After the results of a previous poll focused on functional testing automation, I wondered if there was still a great divide between the worlds of development and functional testing. So I did this follow-up question to check who was performing the functional testing.
This poll was trying to determine who perform functional testing in your IT department? Here are the answers:
|Nobody: functional testing is done by end-users||11.0%|
Ending date: March 2010
Source: Methods & Tools
As you can see, in close to 50% of the cases, developers are not involved in functional testing. Trying to find the causes of this situation, I asked for explanations in various testing and agile groups on LinkedIn. Two explanations came out:
Developers do not master functional testing tools. These are specialized tools that use mostly proprietary scripting languages, even if some new tools like the WatX family use the same programming language to create tests. Then validation needs to be independent from development. Following this rule, people said that the role of analyst and functional tester can be mixed in software development projects, but you cannot ask a developer to test its own work. This opinion has been expressed both in software testing and in agile focused groups.

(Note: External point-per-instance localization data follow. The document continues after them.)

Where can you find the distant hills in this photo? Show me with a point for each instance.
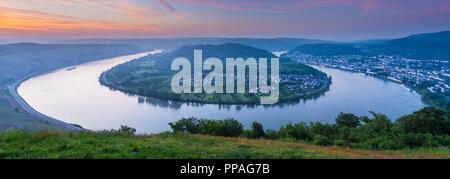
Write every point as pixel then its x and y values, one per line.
pixel 17 60
pixel 428 46
pixel 151 75
pixel 170 44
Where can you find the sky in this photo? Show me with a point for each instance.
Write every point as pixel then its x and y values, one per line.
pixel 340 20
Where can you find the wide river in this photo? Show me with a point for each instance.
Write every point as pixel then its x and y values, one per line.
pixel 76 96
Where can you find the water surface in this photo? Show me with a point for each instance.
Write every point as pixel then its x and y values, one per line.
pixel 76 96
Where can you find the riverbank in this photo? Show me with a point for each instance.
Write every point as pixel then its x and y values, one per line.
pixel 21 106
pixel 424 94
pixel 24 107
pixel 107 145
pixel 326 83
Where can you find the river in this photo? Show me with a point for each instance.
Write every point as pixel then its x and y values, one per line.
pixel 74 95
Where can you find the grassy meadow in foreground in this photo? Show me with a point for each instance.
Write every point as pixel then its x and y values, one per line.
pixel 19 144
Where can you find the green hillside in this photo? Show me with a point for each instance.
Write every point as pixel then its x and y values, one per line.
pixel 119 145
pixel 151 75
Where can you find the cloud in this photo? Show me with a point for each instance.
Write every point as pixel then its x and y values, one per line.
pixel 169 7
pixel 19 22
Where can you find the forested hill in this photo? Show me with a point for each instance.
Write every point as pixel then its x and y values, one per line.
pixel 151 75
pixel 170 44
pixel 221 51
pixel 328 49
pixel 18 60
pixel 420 46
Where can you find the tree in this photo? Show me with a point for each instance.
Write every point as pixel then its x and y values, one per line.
pixel 428 120
pixel 257 130
pixel 348 120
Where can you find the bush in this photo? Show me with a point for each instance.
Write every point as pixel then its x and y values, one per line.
pixel 127 130
pixel 348 120
pixel 257 131
pixel 427 120
pixel 322 140
pixel 271 134
pixel 299 131
pixel 186 125
pixel 227 127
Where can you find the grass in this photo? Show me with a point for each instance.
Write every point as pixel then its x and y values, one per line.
pixel 99 145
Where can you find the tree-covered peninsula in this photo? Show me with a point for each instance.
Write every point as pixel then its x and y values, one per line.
pixel 151 76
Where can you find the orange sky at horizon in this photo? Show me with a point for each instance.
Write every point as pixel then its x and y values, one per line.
pixel 324 19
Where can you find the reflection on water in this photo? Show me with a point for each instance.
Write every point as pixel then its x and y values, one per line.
pixel 76 96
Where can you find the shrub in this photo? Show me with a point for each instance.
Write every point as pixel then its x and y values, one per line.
pixel 427 120
pixel 322 140
pixel 299 131
pixel 348 120
pixel 271 134
pixel 257 131
pixel 227 127
pixel 127 130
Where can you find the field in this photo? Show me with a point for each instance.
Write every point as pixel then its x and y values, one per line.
pixel 12 118
pixel 18 144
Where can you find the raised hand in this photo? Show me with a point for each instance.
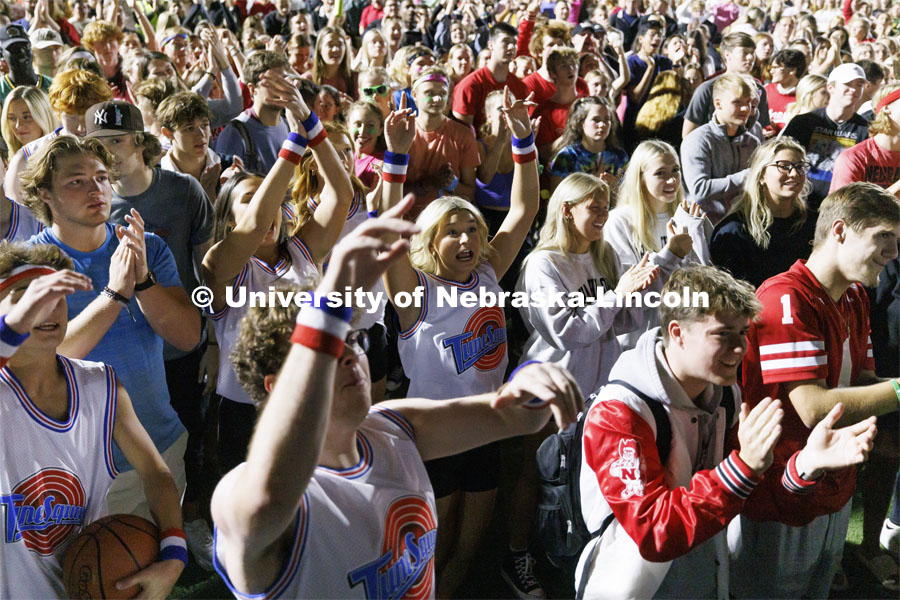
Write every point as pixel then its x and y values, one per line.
pixel 400 128
pixel 286 95
pixel 758 432
pixel 359 260
pixel 828 448
pixel 680 242
pixel 133 238
pixel 40 298
pixel 515 111
pixel 638 277
pixel 543 384
pixel 121 271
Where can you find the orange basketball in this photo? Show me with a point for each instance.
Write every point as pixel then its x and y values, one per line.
pixel 106 551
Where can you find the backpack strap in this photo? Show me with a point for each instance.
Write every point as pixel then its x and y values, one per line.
pixel 663 425
pixel 249 146
pixel 663 447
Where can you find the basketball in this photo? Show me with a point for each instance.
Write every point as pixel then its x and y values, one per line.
pixel 106 551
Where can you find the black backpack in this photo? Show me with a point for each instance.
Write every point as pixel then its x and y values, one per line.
pixel 560 526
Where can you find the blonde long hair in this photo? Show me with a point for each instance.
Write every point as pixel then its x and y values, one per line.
pixel 634 199
pixel 556 232
pixel 38 103
pixel 752 205
pixel 432 219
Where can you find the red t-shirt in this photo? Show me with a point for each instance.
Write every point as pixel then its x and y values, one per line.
pixel 778 104
pixel 470 93
pixel 803 334
pixel 866 161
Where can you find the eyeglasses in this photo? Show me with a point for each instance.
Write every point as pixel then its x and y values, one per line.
pixel 786 166
pixel 380 90
pixel 358 339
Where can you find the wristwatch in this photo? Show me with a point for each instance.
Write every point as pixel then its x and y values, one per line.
pixel 147 283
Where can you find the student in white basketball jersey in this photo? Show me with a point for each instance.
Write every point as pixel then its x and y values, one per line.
pixel 252 252
pixel 58 420
pixel 450 349
pixel 334 500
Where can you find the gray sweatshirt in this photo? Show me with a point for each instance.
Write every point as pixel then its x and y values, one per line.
pixel 715 167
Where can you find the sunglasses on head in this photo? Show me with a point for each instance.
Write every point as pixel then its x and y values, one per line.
pixel 380 90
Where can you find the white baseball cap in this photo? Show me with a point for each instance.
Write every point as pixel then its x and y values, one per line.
pixel 846 73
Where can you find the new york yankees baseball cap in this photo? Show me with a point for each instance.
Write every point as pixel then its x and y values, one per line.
pixel 113 117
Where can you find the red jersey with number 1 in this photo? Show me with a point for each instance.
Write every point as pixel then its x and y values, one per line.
pixel 802 334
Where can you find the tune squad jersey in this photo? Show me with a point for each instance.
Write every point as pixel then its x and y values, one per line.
pixel 54 475
pixel 356 216
pixel 256 276
pixel 450 351
pixel 801 335
pixel 367 531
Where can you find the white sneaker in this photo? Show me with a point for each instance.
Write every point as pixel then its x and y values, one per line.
pixel 199 540
pixel 890 536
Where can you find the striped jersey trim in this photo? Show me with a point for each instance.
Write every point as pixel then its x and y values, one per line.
pixel 7 377
pixel 423 313
pixel 397 419
pixel 736 476
pixel 112 403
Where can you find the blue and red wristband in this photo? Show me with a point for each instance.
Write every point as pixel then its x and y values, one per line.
pixel 394 168
pixel 524 150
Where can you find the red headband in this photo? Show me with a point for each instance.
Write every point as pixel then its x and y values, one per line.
pixel 895 95
pixel 24 272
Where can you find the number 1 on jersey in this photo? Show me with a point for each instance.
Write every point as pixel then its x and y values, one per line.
pixel 786 318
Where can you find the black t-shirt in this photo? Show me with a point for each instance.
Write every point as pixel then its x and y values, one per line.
pixel 824 140
pixel 732 248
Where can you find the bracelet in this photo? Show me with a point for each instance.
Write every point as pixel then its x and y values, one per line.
pixel 10 339
pixel 315 132
pixel 534 402
pixel 322 328
pixel 293 148
pixel 524 149
pixel 394 168
pixel 119 299
pixel 173 545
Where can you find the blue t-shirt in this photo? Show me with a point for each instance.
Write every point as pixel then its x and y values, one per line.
pixel 266 141
pixel 132 348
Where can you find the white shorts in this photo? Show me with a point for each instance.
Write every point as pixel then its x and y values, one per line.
pixel 774 560
pixel 126 495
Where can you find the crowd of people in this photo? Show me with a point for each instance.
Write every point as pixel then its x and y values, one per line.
pixel 165 162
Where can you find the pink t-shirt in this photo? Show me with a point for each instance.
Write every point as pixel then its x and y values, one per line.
pixel 778 104
pixel 451 143
pixel 866 161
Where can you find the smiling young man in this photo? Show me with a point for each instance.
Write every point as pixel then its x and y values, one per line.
pixel 444 153
pixel 716 156
pixel 334 499
pixel 826 132
pixel 470 93
pixel 658 517
pixel 60 418
pixel 71 94
pixel 738 53
pixel 174 207
pixel 811 348
pixel 137 300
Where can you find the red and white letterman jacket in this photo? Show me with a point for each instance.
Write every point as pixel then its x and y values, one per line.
pixel 659 544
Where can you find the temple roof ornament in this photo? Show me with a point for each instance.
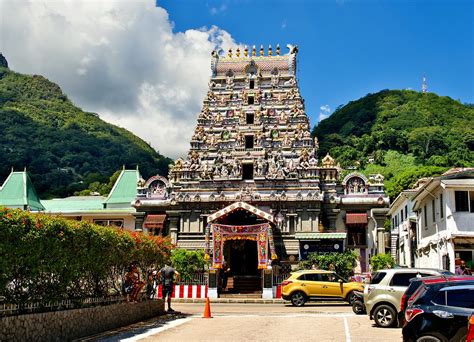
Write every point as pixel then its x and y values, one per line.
pixel 328 162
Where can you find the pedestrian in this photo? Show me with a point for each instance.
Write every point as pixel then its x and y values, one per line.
pixel 167 274
pixel 127 284
pixel 224 274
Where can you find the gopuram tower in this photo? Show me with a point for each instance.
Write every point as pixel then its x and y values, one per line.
pixel 252 190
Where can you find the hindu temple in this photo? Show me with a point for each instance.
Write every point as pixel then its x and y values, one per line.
pixel 252 191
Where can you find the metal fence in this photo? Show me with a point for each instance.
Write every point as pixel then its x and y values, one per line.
pixel 7 309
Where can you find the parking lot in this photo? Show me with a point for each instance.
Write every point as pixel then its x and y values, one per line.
pixel 267 322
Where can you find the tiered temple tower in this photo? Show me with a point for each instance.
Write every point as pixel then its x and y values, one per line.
pixel 253 166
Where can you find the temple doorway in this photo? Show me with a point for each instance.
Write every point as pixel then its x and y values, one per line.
pixel 243 260
pixel 244 276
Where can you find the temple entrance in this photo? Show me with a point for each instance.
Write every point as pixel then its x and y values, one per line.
pixel 241 241
pixel 244 277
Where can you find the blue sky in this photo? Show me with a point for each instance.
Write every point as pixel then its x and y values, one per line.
pixel 350 48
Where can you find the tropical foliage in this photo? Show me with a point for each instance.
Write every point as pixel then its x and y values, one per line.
pixel 342 263
pixel 64 148
pixel 402 134
pixel 188 263
pixel 48 258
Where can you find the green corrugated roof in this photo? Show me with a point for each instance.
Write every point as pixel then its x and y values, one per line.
pixel 18 192
pixel 312 236
pixel 74 204
pixel 125 188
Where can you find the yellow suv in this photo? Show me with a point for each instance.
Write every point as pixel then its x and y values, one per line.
pixel 306 285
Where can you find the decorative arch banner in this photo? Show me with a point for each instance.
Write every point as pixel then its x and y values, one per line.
pixel 261 233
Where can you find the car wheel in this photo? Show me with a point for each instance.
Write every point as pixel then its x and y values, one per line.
pixel 385 316
pixel 350 297
pixel 358 307
pixel 430 338
pixel 298 298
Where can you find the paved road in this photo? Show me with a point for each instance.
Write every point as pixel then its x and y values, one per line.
pixel 263 322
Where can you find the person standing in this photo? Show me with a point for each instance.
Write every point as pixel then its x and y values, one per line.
pixel 168 274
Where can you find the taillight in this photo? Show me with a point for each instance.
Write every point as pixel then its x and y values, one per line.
pixel 470 332
pixel 402 303
pixel 412 313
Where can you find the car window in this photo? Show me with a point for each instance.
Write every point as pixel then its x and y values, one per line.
pixel 402 279
pixel 331 277
pixel 377 278
pixel 309 277
pixel 462 298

This situation is also representative of the mistrust relationships that often exists between development and testing teams in software development organizations and apparently Agile hasn’t’ changed it. If few people will deny the fact that the customer is the ultimate judge to validate an application, QA people often describes developers as careless people that are unable to challenge their own work and developers see QA people as disconnected from the project reality and slowing the delivery of applications to users. Having worked in large software organizations, I have sadly witnessed the truth of both cases: developers that don’t test enough their work and QA people that don’t know the domain of the application or built process that could be nice looking in theory, but practically not adding value to the software delivery.
I strongly favor the case when developers take the full responsibility from understanding the requirements to deliver the application to the user. The more specialization you involved in the process, the more information you loose when you try to transmit it. Understanding the requirements allow the developer to take the full responsibility of its code. If it cannot be trusted for functional testing, then it should be the same for unit testing…. and then it should just not be trusted as a developer. I understand that this vision could sound a little bit utopian due to the reality of human behavior, but to me it is not more idealistic than thinking that users can give you the right requirements and have enough time and knowledge to validate the delivered application.